TC: What are your thoughts on the disconnect between the university and the community?

SK: I think there is a disconnect, but I do not necessarily agree with those who say that if you are an academic you do academic research and you have nothing to do with the community, I do not agree with that. As a university teacher I have immediate access to the community through my students, I consider my students to be the public [and] represent the public. What they learn in my classes and my colleagues classes is definitely something that they disseminate with their families, with their friends, so I think that this notion of what we do within the boarders of the university-- because the university is very much like a city within its own right-- it’s something that constantly gets filtered beyond those boarders through the student body. 

TC: What do we do with the common question of Canadian identity?

SM: What is Canadian identity? Or Northrop Frye’s question, “Where is here?” The question you asks determines the answer you come up with. So if we keep asking the same questions, we’ll never get out of the box. I think we need to ask different questions, and how we come up with those questions I think has a lot to do with the various methods and critical tools we use to read literature. 

TC: Where do you see the TransCanada Institute headed in the next seven years?

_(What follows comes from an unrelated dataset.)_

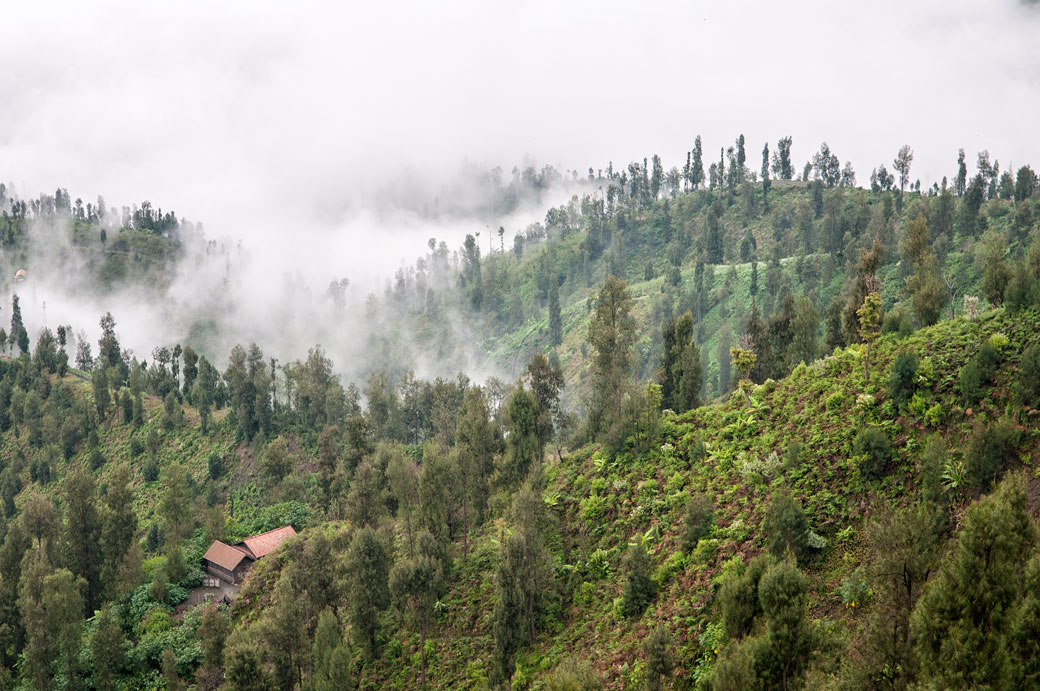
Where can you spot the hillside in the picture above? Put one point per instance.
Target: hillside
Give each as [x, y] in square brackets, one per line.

SM: I’ve proposed a number of projects that continue my research agenda in the same direction with more specific foci. I want to have another TransCanada conference, it’s not going to happen tomorrow [...] but one of the things I’m looking at focusing on is the nature of public [and] bring the public into the conversation. Another project [is] a research project and workshop on the notions of ethics and globalization [...] and one other particular project that I have already started is a project I call, “writing the foreign.” 

I’m looking at Canadian authors who set their novels outside of Canada, taking on political issues in places like Burma, or Malaysia, or Vietnam and see how the Other, those “Other” cultures, are represented and to what extent white consciousness of the central character in these books is able to understand [and] empathize with those Others and various problems in those countries [and ask,] what are the problems with empathy?

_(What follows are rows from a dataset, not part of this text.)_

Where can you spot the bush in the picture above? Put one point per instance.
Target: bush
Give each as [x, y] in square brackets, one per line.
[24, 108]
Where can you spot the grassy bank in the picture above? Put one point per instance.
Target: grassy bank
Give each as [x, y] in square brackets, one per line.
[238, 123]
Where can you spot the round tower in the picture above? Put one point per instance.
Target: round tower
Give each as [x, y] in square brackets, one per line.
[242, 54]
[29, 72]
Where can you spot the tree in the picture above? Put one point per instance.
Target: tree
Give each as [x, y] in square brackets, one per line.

TC: How are you helping rethink Canadian literature and how it’s taught?


SK: When I was recruited at Guelph as a Canada Research Chair, I had to think about the research project I would purpose, and I wanted to propose something that would be of interest not only to me as a researcher of canadian literature and a canadianist, but to the community of canadianists at large, both in Canada and overseas, and it was the right time for me [...] to propose of re-visioning of Canadian literature as a discipline and as a field. 

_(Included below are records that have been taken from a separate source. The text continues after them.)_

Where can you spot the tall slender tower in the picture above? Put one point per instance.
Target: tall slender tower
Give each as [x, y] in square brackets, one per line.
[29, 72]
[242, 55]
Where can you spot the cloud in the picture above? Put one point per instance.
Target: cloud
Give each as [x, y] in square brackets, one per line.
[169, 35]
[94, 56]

I did that in a collaborative way by working with colleagues and I organized three major conferences --the TransCanada conferences-- and they've been really successful in terms of revitalizing the field, by inviting scholars to think of Canadian literature outside of its traditional concept as a national literature or as a stable cannon. To re-examine the methods and the critical paradigms within which we have studied Canadian literature so far and start thinking of it outside of the box. Not always in relation to the nation-state, though the nation-state remains a constant reference point, but to see it in transnational terms, interdisciplinary terms, in terms of ecological issues, in terms of issues that come from within indigenous communities at this point in time, and it terms of how the production of Canadian literature and the teaching of it implicate us as teachers and researchers in various larger cultural and social narratives that we have to begin questioning. 

...I think pedagogy is not a stable thing, how you teach the material, how you construct your courses have a big role today with how we understand what’s happening in Canada. So these were some of the ways I try, through the TransCanada institute, to invite colleagues and students to think about Canadian literature otherwise.